Beyond that moniker, however, is a meaningful tradition that has evolved over the years and is embraced by all the occasion touches.
Veterans of all ages and branches of the armed services spend time, mostly in small groups, talking with and answering questions from the junior high kids. There are also demonstrations and interaction on a variety of levels.
The veterans, who are invited guests of the school, all receive a warm welcome from a student body that has helped deck out the junior high in a collection of appreciative signs. The veterans even receive complimentary breakfast, lunch and an assortment of presents, including the gift of song from a school choir.
It's a way of one generation saying, "thank you" to another in a most heart-felt fashion.
"We know that freedom isn't free," said Garret Williams, a 14-year-old eighth-grader.
The sincerity of the youngsters is not lost on veterans such as Don Wallace, who was a military police officer in the Army from 1955-61. Wallace was one of 55 veterans who took part in the program on Friday.
"An event like this is important to a veteran," he said. "It makes us stand a little taller."
Amanda Shoopman, who teaches seventh-grade English and literature, has helped organize the event each year since 2008. Her husband, Nathan, is a member of the Army National Guard.
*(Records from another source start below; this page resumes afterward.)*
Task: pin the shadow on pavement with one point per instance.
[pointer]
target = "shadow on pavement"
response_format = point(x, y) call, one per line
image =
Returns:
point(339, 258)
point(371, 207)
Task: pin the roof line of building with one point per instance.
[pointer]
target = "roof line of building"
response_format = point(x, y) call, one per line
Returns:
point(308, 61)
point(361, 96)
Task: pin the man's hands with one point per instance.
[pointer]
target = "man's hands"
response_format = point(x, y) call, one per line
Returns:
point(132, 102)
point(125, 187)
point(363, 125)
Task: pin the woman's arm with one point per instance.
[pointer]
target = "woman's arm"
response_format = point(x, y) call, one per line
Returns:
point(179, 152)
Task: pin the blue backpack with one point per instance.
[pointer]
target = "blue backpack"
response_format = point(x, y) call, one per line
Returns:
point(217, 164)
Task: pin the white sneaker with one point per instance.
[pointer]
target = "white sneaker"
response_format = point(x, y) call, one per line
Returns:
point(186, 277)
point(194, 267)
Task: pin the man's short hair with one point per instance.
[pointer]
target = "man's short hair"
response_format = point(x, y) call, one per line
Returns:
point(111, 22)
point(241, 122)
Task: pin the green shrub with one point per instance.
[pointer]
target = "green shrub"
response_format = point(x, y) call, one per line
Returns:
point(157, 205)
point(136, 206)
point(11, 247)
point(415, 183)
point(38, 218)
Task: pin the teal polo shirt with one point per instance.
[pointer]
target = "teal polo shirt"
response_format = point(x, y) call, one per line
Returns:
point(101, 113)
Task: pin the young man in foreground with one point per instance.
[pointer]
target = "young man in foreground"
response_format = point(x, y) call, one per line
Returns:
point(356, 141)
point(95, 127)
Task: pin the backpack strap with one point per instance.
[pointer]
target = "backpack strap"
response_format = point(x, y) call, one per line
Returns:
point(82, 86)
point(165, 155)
"The first year we did this, we had 15 veterans," she said. "Last year, the number had grown to a record 60. Most years, we'll have about what we do this year, 50 to 55."
Shana Hunt was probably the youngest veteran on hand at age 28. She was especially proud to be a part of the event since she is a Central graduate.
"This is wonderful, because there are so many veterans in this area," said Hunt, a staff sergeant in the Illinois National Guard who in 2008 was deployed to Iraq for a year.
Hunt was visibly moved by some of the responses she encountered.
"Some of the kids just want to hug you," she said. "Vets are treated like royalty in this area, and because I went to high school here, this was even (more special). It was great to be back."
There was no hesitation in the voice of Kaleb Post, 14, when asked what the most important item was he would take away from Operation: Appreciation.
"It helps young kids realize what these veterans have done for us," the eighth-grader said.
A mutual appreciation also was evident with veterans sucha as Wallace.
"If they ask me, I'll be glad to come back," he said.
It's probably a safe bet Wallace can count on that invitation a year from now.